Secondly, the success of eradication was only assessed on repeat swabs taken immediately after completion of the eradication therapy. A systematic review reported that the successful eradication of S aureus was 95% after one week, however rate decreased to 64% upon a subsequent review after two weeks. [46] Treatment failure risks were associated with colonization at multiple anatomic sites, longer hospital stays, and bacterial resistance to mupirocin. [45]
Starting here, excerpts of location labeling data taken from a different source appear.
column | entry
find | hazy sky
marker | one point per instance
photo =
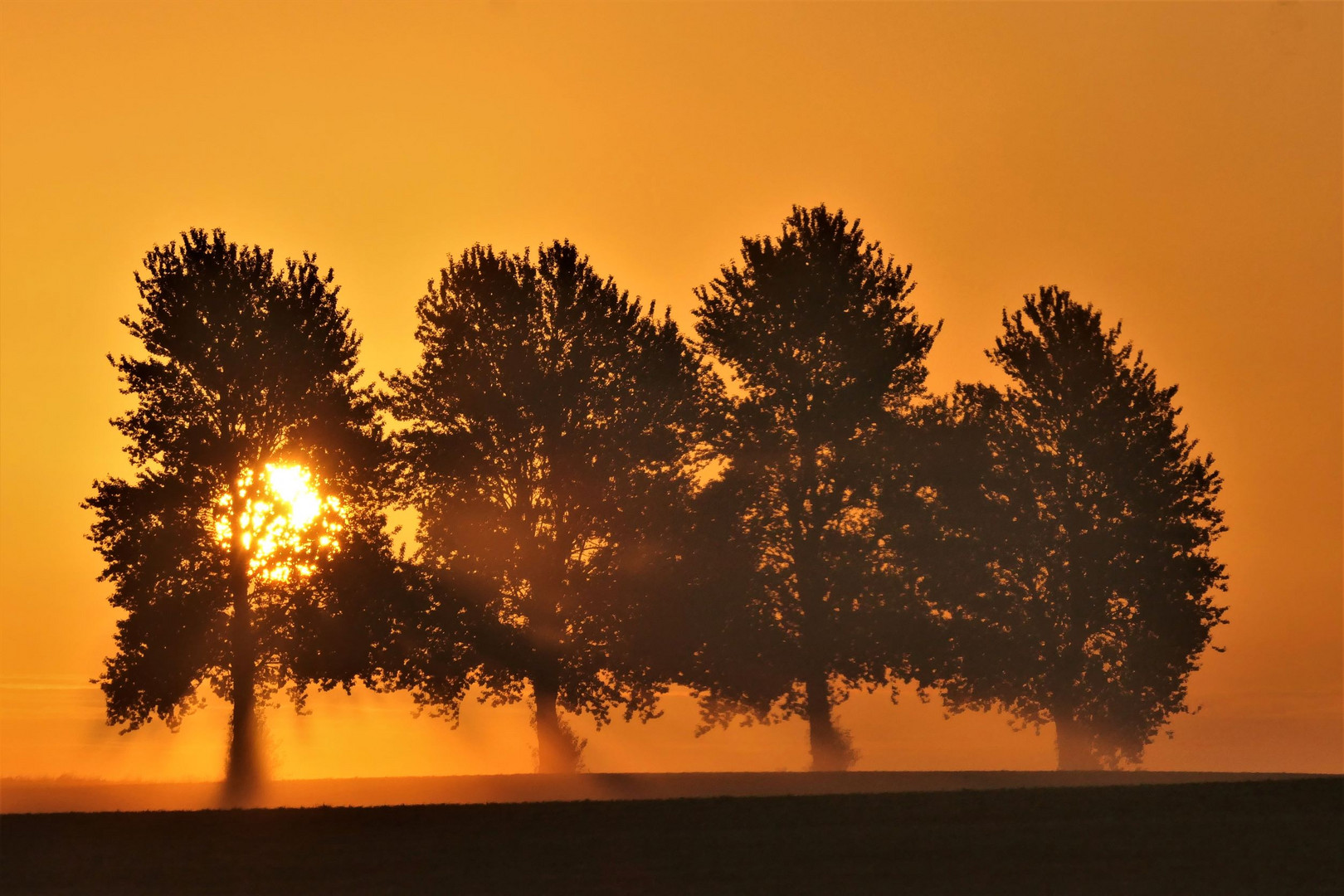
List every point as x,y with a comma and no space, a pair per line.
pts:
1177,165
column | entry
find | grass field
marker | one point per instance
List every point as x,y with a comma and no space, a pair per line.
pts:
1230,837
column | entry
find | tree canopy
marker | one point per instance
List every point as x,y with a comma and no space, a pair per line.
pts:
241,548
548,436
825,355
1079,579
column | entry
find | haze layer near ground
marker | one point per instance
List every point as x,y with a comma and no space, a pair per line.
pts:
1237,837
17,796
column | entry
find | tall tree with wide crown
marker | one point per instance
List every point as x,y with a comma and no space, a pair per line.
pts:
548,436
827,358
247,548
1077,578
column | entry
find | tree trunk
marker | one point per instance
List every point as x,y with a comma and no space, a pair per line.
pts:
830,751
244,770
555,754
1073,743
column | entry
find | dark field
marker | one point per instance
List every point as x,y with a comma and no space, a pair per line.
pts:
1249,837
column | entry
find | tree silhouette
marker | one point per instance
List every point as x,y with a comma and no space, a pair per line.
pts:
247,550
827,353
548,430
1077,575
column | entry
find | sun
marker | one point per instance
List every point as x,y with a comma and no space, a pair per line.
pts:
286,524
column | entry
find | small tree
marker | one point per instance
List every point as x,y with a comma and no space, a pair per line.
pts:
246,547
1079,579
548,430
819,334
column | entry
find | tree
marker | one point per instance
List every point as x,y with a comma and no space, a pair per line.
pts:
1079,581
247,548
548,430
828,355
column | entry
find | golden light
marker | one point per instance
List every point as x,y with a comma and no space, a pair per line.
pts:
286,525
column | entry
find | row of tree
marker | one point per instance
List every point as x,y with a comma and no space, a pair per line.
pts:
773,514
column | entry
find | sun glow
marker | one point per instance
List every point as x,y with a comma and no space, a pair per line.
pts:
286,525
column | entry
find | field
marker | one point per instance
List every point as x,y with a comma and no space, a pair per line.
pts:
1222,837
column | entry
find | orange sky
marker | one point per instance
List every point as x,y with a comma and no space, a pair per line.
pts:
1179,165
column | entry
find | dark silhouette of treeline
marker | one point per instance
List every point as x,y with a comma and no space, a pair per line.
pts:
773,514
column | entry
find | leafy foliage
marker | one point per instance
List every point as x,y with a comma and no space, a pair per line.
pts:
246,364
828,355
550,434
1077,572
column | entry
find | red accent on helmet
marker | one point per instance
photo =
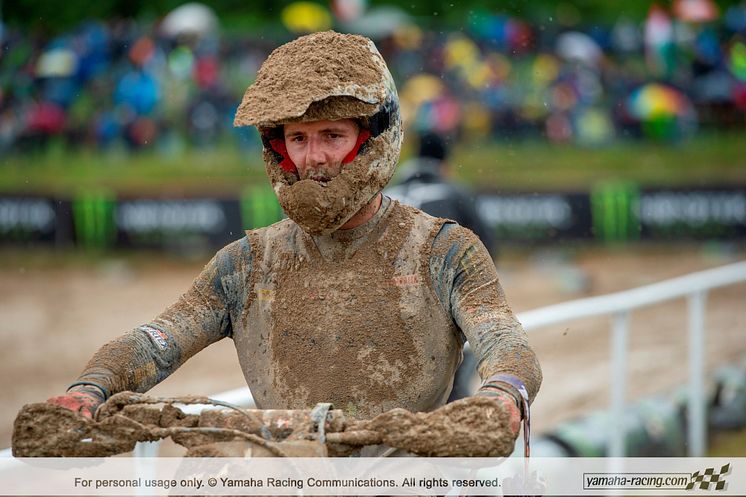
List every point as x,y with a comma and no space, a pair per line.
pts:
278,145
364,135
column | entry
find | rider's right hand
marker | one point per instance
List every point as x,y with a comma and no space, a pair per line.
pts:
82,400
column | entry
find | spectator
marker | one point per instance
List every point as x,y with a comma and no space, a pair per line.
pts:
425,184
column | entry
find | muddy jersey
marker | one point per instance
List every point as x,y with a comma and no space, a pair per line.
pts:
368,319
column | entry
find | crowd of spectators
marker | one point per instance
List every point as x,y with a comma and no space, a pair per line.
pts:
126,84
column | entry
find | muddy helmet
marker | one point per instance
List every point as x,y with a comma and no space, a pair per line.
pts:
326,76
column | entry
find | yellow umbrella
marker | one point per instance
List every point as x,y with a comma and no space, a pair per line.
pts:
306,17
421,88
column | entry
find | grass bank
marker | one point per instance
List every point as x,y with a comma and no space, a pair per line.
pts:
707,160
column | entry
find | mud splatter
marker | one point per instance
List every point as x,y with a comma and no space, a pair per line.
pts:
307,70
475,426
Additionally, the testing for S aureus did not make use of other techniques like polymerase chain reaction (PCR) tests or pre-plating the broth enrichment of swabs for culture to optimize the yield. These have been shown to definitively improve the detection rate of nasal MSSA colonization. [33] Tsang et al. (2018) showed that almost one third of both MRSA and MSSA carriers are missed should PCR and pre-plating of the broth enrichment of culture swabs not be added to traditional swabbing techniques. [33] However the use of PCR testing would have increased the costs of conducting this study and is notable in the context of a developing country such as South Africa. Lastly, only patients awaiting TJA that were screened for S aureus colonization pre-operatively were included in the study and there was no control group with which to compare all outcomes.